Family members of some of the possible 300 victims thought to be buried in a mass grave in Medellin, gathered near the grave site on Monday before authorities begin the task of searching for the remains.
Prosecutors have billed the landfill in the Comuna 13 slum as the largest urban mass grave in the world.
Some of the victims are thought to have been buried here as far back as 2002, bringing back strong emotions for the family members of victims who are still looking for closure more than a decade after their loved ones went missing.
“There are mixed feeling because there is joy because this is at least a drop of hope in a sea of 13 years of impunity, but it is also painful because it stirs up a lot of things and a lot of feelings to know that we could find them and you also have to deal with the possibility that nothing could be found in this area. But at least we can now start the excavation process and start to open this process for real,” said Alejandra Balvin whose loved one has been missing for 13 years.
The victims thought to be buried here went missing as a result of Colombia’s 51-year-long internal conflict.
The eyewitness statements of several former paramilitary warlords, who demobilized and are now in prison, say that the corpses of around 300 people were dumped in the landfill in the upper reaches of a mountain slum in western Medellin from 2002 onwards.
Government officials, though, estimate 90 bodies are hidden in a 24,000 meter-squared landfill, some of whom may have been victims of state security forces.
Interior Minister Juan Fernando Cristo said the recovery of the victims’ bodies could help some of the family members of victims heal.
“Here, from the landfill, what happened over the last 20 years of urban violence in Medellin, is the possibility to symbolically repair; to meet the rights of so many victims here in Medellin that which we want to replicate in all of Colombia,” Cristo said.
The excavation of the landfill will be a major undertaking as workers here will have to dig deep into the landfill as they scour for the missing bodies.
“This week we are going to do everything pertinent for the arrangement because the land moves, because it is a landfill. And in the coming days we will start to go down the 20,000 meters of earth, which is what we need to go down, to find the bodies we are looking for,” prosecutor Gustavo Duque said.

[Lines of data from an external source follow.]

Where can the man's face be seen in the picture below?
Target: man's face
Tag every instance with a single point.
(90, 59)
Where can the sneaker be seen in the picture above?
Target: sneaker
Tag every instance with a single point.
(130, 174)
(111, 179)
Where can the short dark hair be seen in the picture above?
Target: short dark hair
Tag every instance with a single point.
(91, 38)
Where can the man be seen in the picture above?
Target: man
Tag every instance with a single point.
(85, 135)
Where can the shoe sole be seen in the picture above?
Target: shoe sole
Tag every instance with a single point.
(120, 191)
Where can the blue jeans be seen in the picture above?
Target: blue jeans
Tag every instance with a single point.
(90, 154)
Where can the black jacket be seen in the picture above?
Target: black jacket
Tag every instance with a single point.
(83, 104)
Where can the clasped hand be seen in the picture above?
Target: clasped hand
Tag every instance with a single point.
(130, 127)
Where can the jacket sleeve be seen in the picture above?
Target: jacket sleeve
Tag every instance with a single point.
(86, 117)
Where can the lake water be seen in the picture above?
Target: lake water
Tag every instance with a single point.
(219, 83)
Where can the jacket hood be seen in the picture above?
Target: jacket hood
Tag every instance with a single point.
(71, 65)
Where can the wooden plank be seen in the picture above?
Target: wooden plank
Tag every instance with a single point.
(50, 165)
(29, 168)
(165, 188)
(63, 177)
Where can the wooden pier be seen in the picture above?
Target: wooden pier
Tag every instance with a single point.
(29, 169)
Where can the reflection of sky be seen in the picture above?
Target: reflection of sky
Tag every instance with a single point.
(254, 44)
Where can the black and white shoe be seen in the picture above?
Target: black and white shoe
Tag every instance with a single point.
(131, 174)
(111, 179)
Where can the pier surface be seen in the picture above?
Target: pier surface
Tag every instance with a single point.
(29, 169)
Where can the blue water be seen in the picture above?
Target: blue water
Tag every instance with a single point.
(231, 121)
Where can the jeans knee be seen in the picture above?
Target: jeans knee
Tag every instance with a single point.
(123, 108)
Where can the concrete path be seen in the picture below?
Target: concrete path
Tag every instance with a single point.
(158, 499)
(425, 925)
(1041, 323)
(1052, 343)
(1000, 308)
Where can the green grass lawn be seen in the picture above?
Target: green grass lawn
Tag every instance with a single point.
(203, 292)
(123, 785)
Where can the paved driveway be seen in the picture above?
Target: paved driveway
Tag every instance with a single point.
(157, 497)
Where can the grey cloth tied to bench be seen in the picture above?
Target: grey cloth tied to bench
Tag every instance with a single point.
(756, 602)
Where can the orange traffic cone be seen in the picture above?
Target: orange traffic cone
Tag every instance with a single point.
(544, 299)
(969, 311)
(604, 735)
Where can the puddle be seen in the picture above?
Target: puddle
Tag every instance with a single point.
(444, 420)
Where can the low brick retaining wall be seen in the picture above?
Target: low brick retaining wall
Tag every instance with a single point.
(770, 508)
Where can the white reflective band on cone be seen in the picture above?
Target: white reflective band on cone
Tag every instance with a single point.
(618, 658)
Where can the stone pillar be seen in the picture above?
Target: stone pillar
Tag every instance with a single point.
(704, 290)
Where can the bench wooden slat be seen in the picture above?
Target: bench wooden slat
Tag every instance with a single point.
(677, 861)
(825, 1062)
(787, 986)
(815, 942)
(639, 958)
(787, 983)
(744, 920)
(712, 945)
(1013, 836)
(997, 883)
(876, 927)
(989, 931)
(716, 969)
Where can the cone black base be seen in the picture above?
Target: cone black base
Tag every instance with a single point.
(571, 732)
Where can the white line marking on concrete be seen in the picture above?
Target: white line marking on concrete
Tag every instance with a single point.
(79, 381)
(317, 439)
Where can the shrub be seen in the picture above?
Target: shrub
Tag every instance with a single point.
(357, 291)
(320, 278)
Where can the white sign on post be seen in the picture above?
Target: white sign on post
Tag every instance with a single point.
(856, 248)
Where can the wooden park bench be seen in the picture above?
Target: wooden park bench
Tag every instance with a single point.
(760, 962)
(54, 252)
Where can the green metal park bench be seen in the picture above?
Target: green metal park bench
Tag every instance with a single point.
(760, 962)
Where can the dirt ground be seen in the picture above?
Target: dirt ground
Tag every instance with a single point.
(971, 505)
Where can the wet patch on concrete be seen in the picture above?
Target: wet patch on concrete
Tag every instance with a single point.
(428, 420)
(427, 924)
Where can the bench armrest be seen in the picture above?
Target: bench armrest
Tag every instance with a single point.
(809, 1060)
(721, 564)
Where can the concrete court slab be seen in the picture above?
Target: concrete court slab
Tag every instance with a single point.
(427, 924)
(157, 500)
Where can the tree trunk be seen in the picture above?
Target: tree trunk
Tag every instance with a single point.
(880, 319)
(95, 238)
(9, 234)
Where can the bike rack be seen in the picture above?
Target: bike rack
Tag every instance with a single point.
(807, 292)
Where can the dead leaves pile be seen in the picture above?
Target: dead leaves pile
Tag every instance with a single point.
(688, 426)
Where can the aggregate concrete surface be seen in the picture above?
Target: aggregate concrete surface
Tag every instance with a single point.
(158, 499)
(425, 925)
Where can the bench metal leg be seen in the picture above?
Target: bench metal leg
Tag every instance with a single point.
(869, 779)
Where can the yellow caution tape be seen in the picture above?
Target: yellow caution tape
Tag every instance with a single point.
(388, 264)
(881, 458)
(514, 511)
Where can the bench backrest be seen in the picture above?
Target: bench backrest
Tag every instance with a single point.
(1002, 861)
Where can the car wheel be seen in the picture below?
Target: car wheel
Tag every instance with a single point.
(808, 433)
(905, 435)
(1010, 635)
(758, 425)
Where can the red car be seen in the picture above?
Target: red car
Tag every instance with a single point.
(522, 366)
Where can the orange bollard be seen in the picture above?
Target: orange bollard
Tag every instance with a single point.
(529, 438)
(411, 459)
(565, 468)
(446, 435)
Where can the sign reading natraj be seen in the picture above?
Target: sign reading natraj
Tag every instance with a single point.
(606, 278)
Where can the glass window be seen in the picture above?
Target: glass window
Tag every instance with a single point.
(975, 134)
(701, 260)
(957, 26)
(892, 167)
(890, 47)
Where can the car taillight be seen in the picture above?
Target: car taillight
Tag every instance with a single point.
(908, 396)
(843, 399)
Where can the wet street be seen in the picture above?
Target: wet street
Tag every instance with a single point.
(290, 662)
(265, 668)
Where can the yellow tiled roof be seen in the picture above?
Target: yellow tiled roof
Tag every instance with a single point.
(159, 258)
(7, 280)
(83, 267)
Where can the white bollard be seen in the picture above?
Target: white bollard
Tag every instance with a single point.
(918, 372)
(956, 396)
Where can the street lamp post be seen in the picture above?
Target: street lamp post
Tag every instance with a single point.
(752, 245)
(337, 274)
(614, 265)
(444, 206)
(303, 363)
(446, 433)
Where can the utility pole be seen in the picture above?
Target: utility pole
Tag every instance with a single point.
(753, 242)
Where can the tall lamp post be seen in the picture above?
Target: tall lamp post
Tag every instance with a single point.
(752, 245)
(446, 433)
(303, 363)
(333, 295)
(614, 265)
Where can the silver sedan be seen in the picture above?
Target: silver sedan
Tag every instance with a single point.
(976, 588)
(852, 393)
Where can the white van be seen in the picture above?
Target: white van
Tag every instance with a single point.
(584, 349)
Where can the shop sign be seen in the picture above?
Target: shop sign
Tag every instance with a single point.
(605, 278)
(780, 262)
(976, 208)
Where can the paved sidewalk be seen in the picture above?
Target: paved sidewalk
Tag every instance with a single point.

The Colombian civil war pitted right-wing paramilitaries, leftist rebels and government troops in a three-way conflict that left hundreds of thousands dead and over a million people displaced.
The government negotiated a disarmament with the paramilitaries and is participating in peace talks in Cuba with the larger of the two leftist rebel groups, the FARC (Revolutionary Armed Forces of Colombia). It has yet to initiate formal peace talks with the smaller of the leftist rebel groups, the ELN (National Liberation Army).